Fremont County, Iowa

Circuit Preachers
by Sherry Perkins
View from the Attic ~ A Weekly Series
Fremont County Historical Society
January 25, 2016

In the early days of Fremont County, most communities were served by Circuit Rider preachers who traveled from place to place by horseback or horse and wagon. Some just used their two feet to get from one community to another.

One such man was my great-great grandfather, Simeon Wright. He conducted church services, baptisms, weddings and funerals over a wide area from about 1870 to early 1900’s. He was also a farmer by most accounts of perhaps as much as eighty acres in the Loess Hills east of Bartlett, Iowa. He raised merger crops of corn and oats along with a vegetable garden and fruit trees on what area folks called Yellow Bird Hill. It was the custom back then to name every hill and hollow so folks knew how to find you. Roads hadn’t been given names and numbers at that time. Simeon’s Hill was so named because of the many, many yellow birds (finches perhaps?) that lived there.

His traveling to preach the gospel took him away from his wife and large family for several days at a time. His family had the responsibility of caring for the cows, pigs, sheep, and chickens and ducks; chopping the wood; planting and harvesting crops.

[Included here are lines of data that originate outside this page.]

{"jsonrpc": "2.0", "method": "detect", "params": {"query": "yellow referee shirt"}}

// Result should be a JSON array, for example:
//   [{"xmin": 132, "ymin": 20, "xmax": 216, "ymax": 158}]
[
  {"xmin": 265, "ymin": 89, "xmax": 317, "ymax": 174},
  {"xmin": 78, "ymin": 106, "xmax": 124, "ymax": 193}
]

He preached at the old Bartlett Church, which is still in existence. Also King’s crossing north of Thurman, along the Bluff Road (it burnt in 1991). Lastly at the Wildwood which was a few miles northeast of his home. Plus he preached wherever he was called.

Funerals (they called them “buryings”) were often in the house of the deceased and baptisms were held near or in the waters of the creek. My grandmother remembered going to Wildwood area for several baptisms which were followed by a picnic. She remarked on the girls long, white dresses floating in the creek as they were immersed one by one. This would have been the early 1900’s.

Preaching in the winter was difficult as traveling through snow, ice and extreme cold by horseback was a trial. The pay received was little or nothing. Simeon lost his wife Martha in1882. It became harder to travel very far because of young children. So he remarried and resumed his ministry. He and his wife Martha are buried in unmarked graves in the Rhodes Cemetery west of Tabor, IA. His bible, dated 1823, was handed down to me when my grandmother was still living, along with the stories she could tell of his life.

Simeon never knew when word would reach him that he was needed because of deaths or sickness. He had to be ready to ride when asked to come to an area. When he left, his family never knew when to expect him home. There were dangers in traveling alone. He could be thrown from his horse, injured in some way, meet up with wild animals or unsavory characters. He stayed with folks along the way but at times slept on the ground or in a drafty barn.

I can only imagine the things his Bible could tell me. It saw the county in its early days from the saddle bags of a Circuit Rider Preacher. Today the Bible is fragile and stained probably from creek or rain water, insects have used it for a meal or two but it still carries the history of a time long gone.